Generate embeddings with the Azure AI Vision multi-modal embeddings API

This post has been republished via RSS; it originally appeared at: New blog articles in Microsoft Community Hub.

Welcome to a new learning series about image similarity search with pgvector, an open-source vector similarity search extension for PostgreSQL databases. Throughout this series, we will explore the basics of vector search, familiarize ourselves with the multi-modal embeddings APIs of Azure AI Vision, and build an image similarity search application using Azure Cosmos DB for PostgreSQL.

Our Project

In this series, we will create an application that enables users to search for paintings based on either a reference image or a text description. We will use the SemArt Dataset, which contains approximately 21k paintings gathered from the Web Gallery of Art. Each painting comes with various attributes, like a title, description, and the name of the artist.
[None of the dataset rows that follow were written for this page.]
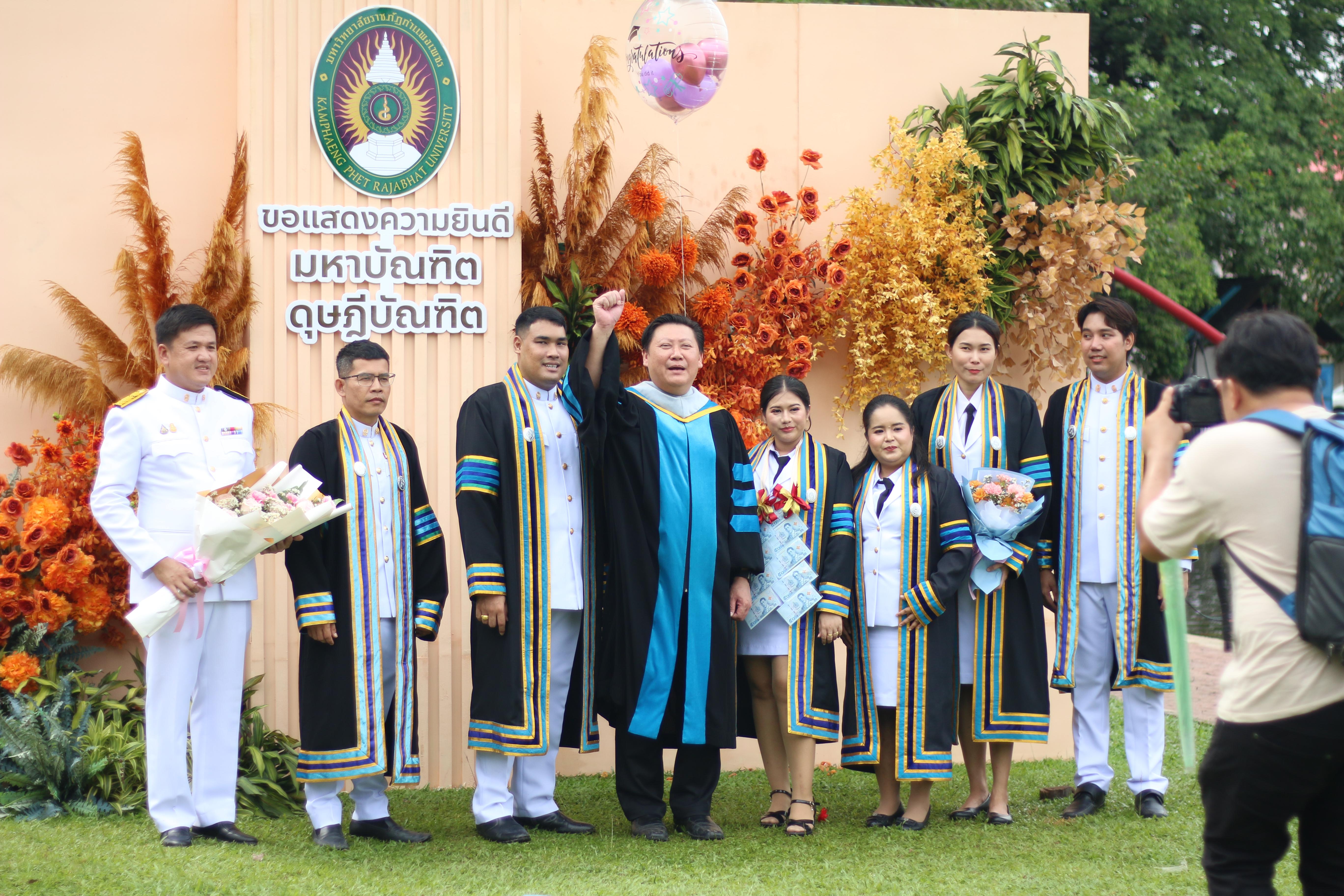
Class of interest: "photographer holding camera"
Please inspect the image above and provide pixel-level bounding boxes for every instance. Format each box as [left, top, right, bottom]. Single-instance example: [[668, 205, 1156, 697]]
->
[[1138, 312, 1344, 896]]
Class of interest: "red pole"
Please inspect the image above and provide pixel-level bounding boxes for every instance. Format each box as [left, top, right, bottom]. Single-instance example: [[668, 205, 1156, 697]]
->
[[1111, 270, 1223, 345]]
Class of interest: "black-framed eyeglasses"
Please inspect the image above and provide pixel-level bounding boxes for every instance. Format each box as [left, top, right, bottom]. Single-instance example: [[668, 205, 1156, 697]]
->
[[339, 373, 396, 386]]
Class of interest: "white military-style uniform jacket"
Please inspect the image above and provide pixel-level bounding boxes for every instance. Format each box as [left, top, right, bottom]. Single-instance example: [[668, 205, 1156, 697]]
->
[[89, 376, 257, 603]]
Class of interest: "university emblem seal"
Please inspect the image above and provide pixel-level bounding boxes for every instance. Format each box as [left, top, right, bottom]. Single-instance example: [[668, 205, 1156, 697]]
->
[[313, 7, 458, 196]]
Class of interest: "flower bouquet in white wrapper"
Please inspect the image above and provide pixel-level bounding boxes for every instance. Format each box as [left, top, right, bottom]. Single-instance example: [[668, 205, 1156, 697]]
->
[[126, 461, 351, 638], [961, 466, 1044, 594]]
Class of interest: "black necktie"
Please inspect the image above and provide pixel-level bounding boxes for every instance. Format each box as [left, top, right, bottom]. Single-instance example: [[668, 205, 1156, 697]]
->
[[874, 480, 892, 520]]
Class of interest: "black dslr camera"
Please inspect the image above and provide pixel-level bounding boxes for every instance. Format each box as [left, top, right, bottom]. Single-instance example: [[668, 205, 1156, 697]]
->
[[1172, 376, 1223, 431]]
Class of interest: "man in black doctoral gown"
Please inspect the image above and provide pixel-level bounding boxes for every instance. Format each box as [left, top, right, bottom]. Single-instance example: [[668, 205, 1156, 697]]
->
[[567, 292, 765, 841]]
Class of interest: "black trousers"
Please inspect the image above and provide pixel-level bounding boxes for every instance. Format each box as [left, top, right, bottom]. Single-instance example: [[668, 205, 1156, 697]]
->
[[616, 731, 719, 821], [1199, 702, 1344, 896]]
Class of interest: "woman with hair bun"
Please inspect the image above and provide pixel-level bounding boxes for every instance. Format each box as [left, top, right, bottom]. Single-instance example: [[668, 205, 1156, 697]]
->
[[914, 312, 1051, 825], [738, 376, 854, 837]]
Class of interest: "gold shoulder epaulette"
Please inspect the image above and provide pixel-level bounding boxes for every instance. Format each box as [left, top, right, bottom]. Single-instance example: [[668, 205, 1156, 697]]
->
[[109, 390, 149, 407], [215, 386, 251, 404]]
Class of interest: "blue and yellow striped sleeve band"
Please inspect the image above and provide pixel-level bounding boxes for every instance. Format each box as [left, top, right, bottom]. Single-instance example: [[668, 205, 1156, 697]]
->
[[1017, 454, 1051, 489], [831, 504, 855, 539], [294, 591, 336, 629], [1004, 541, 1031, 575], [817, 582, 849, 618], [903, 582, 942, 625], [411, 504, 444, 548], [457, 454, 500, 494], [466, 563, 508, 599], [938, 520, 976, 551], [415, 601, 444, 634]]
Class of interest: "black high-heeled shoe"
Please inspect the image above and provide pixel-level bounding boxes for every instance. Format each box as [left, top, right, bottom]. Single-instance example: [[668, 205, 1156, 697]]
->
[[761, 790, 793, 827], [948, 797, 989, 821], [784, 799, 817, 837]]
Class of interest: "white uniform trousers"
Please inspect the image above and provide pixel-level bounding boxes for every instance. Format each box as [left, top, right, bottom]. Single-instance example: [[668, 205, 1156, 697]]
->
[[304, 619, 396, 829], [1074, 582, 1167, 794], [145, 601, 251, 831], [472, 610, 583, 825]]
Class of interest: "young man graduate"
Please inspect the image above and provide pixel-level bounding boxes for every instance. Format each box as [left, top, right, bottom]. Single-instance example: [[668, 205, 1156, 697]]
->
[[566, 292, 765, 841], [285, 340, 448, 849], [457, 306, 598, 844]]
The project is divided into two parts: the data pipeline and the vector search pipeline. In the data pipeline, embeddings for the images are generated using Azure AI Vision, and the data is then uploaded into an Azure Cosmos DB for PostgreSQL table. The vector search pipeline involves utilizing the pgvector extension to perform a similarity search on the generated embeddings. This workflow is illustrated in the following image:

Image similarity search workflow

Introduction

Conventional search systems rely on exact matches on properties like keywords, tags, or other metadata, lexical similarity, or the frequency of word occurrences to retrieve similar items. Recently, vector similarity search has transformed the search process. It leverages machine learning to capture the meaning of data, allowing you to find similar items based on their content. The key idea behind vector search involves converting unstructured data, such as text, images, videos, and audio, into high-dimensional vectors (also known as embeddings) and applying nearest neighbor algorithms to find similar data.

In this tutorial, you will:

Describe vector embeddings and vector similarity search.
Use the multi-modal embeddings API of Azure AI Vision for generating vectors for images and text.
Generate vector embeddings for a collection of images of paintings using the Vectorize Image API of Azure AI Vision.

The complete working project can be found in my GitHub repository. If you want to follow along, you can fork the repository and clone it to have it locally available.

Prerequisites

To proceed with this tutorial, ensure that you have the following prerequisites installed and configured:

An Azure subscription - Create an Azure free account or an Azure for Students account.
Python 3.x, Visual Studio Code, Jupyter Notebook, and Jupyter Extension for Visual Studio Code.

Concepts

Vector embeddings

Comparing unstructured data is challenging, in contrast to numerical and structured data, which can be easily compared by performing mathematical operations. What if we could convert unstructured data, such as text and images, into a numerical representation? We could then calculate their similarity using standard mathematical methods.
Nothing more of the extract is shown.